Archery was really a sophisticated form of darts in Urb’s mind. He’d actually love to play darts but mixing with the beer bellies, the blondes and the bling in some vast drinking hall is a stretch too far for this man.

So today it is archery. Tooled leather bow box, top of the range Hoyt and the latest Easton carbon arrows. All absolutely pristine. He looks good, no doubt about it. He also looks the business on the shooting line, bending to look through his scope with practised ease, using a good technique, exuding studied indifference. His scoring is crap, of course, but then, being a subtle communicator, he lets it be known that a last-minute business trip, jet lag, a new technique he’s trying out with his coach – well, you had to have a dip before finding your form again. He drops this casually into the conversation. The bottom line is, he is a bullshitter. But this is bullshit filtered through a silver-coated sieve.

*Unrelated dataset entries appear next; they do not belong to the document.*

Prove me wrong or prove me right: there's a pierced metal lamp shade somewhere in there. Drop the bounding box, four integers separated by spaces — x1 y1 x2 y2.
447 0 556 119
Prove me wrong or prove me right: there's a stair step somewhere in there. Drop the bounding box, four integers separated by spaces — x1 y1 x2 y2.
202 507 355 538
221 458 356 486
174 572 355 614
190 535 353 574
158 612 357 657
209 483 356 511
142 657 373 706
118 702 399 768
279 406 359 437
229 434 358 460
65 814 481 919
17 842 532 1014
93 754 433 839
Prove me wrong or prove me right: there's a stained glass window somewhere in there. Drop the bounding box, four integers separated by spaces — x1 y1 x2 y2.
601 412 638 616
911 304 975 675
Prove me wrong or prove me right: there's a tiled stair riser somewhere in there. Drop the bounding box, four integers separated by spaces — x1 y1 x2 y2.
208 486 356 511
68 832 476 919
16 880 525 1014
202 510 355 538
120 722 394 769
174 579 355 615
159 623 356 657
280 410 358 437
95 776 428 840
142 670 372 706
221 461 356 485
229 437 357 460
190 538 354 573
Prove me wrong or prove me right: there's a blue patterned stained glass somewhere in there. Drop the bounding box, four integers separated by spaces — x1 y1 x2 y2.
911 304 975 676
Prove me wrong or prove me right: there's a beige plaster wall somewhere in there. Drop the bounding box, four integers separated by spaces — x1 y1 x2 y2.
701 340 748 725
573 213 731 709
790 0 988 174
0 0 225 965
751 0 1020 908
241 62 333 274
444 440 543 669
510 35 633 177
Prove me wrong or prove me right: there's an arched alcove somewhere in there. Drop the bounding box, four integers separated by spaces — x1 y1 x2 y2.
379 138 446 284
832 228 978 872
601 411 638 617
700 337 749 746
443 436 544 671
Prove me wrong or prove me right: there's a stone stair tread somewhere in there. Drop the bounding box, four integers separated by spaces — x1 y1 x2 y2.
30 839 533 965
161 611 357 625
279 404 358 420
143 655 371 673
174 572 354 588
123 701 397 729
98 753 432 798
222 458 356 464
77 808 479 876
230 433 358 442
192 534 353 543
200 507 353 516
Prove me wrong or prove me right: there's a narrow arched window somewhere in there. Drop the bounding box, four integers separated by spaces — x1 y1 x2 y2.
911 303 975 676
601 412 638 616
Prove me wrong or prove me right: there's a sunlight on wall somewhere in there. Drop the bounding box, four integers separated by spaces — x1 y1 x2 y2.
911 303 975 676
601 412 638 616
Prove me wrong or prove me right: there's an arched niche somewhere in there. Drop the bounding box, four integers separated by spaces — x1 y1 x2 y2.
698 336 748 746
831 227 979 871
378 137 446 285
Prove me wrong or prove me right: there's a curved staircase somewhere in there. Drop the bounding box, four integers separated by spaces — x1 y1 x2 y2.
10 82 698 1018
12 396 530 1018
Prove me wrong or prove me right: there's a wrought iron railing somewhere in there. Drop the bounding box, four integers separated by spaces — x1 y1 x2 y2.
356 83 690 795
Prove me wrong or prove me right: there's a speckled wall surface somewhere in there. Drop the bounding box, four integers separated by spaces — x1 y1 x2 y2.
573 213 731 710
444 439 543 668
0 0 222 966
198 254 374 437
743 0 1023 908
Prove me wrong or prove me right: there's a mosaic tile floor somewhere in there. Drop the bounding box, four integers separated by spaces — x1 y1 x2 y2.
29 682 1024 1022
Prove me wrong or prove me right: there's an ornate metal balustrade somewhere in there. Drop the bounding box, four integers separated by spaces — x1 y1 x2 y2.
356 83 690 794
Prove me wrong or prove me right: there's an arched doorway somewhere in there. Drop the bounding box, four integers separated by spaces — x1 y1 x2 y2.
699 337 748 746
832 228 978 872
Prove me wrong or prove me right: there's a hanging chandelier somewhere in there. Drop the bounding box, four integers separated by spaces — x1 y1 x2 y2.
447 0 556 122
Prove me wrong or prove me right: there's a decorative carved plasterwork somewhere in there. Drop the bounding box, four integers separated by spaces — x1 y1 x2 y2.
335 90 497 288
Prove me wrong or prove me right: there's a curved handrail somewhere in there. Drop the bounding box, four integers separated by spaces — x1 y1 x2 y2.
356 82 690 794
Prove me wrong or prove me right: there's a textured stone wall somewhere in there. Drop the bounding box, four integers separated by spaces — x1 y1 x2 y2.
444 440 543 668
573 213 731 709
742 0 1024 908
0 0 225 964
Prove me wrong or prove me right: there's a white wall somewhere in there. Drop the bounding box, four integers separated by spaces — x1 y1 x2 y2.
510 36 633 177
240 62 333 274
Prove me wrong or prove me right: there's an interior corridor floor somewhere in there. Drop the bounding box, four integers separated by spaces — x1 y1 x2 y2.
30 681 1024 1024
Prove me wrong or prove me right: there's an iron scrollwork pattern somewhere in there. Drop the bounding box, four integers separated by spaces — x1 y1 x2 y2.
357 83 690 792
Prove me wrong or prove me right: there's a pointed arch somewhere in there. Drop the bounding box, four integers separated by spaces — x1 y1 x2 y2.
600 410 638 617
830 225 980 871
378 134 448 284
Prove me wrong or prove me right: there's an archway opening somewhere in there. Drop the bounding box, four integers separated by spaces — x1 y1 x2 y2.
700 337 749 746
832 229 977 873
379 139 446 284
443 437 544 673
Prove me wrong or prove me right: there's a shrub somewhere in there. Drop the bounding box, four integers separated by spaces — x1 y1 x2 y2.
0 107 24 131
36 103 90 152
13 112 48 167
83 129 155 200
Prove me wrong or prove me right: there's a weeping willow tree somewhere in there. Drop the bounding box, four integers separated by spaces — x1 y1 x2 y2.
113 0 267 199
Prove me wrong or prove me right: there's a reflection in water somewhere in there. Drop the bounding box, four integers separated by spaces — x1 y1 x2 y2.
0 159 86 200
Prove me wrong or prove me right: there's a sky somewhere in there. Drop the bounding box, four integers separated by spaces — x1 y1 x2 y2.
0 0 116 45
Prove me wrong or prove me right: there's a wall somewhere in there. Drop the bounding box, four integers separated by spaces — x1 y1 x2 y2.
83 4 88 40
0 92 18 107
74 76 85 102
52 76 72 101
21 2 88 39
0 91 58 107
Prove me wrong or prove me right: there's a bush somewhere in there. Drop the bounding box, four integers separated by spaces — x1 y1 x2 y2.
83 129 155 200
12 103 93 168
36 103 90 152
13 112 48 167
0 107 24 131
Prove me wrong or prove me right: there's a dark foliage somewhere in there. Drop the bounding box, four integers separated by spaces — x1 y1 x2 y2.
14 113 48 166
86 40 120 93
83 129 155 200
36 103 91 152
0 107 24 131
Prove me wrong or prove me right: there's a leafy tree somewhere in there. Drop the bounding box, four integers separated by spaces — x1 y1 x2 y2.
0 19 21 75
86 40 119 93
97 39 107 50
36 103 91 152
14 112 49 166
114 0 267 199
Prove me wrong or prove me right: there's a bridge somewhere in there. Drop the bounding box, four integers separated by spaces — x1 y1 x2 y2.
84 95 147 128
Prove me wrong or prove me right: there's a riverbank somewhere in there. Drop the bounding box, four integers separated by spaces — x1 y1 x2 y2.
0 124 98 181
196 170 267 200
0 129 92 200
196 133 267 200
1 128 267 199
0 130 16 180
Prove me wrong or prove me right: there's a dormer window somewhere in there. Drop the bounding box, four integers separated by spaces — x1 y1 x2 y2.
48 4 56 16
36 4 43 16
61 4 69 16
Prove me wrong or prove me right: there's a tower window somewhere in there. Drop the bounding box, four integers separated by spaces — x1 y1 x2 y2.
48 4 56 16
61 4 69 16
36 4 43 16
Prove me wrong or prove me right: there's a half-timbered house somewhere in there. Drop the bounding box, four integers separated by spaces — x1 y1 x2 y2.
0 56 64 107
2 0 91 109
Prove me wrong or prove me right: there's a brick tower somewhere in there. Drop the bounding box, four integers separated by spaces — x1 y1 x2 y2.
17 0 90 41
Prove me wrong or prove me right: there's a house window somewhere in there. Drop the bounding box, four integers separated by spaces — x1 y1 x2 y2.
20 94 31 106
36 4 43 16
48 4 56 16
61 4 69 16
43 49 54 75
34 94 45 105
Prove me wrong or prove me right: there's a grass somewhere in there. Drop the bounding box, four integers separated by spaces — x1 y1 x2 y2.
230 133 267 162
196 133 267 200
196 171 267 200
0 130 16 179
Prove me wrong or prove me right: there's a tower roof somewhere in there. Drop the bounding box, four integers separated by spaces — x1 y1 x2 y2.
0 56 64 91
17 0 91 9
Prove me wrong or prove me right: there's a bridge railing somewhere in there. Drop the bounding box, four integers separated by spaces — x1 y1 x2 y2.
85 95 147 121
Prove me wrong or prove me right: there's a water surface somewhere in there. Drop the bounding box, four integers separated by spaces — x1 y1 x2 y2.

He even attracts a small following of the more impressionable dumbos shooting that day, all basking in the reflection from his whites (and his teeth.) Do you need to check the shooting rules? His smart phone appears as if by magic in his hand, his fingers already working the appropriate app. And of course the scoring app is in constant use through the tournament. Call a judge to adjudicate on a line-cutter? Urb could just as quickly call in his lawyer via his legal app.

His acolytes also gladly take offerings from his Harrods hamper, which opens out into a mini-banquet at the lunch break. Quails eggs, anyone? His tent – or rather, his temporary abode – almost demands its own postcode and satnav reference. It is a cold day, so he has a portable, top of the range heater – relying on batteries today but also a small and effective wind turbine when the breeze is up.

So, Urb is the centre of attention, in contrast to the spatial and audible gulf surrounding our hillbilly.

At the tournament’s end, the hillbilly screeches off, spitting stones from his rear wheels. Some of the stones create a rather noticeable tattoo of scratch marks on the rear of the Lexus hybrid as the flatbed truck roars past. A microsecond after the last stone pings off the white paintwork, Urb’s smart phone appears in his hand, his fingers already working the lawyer app.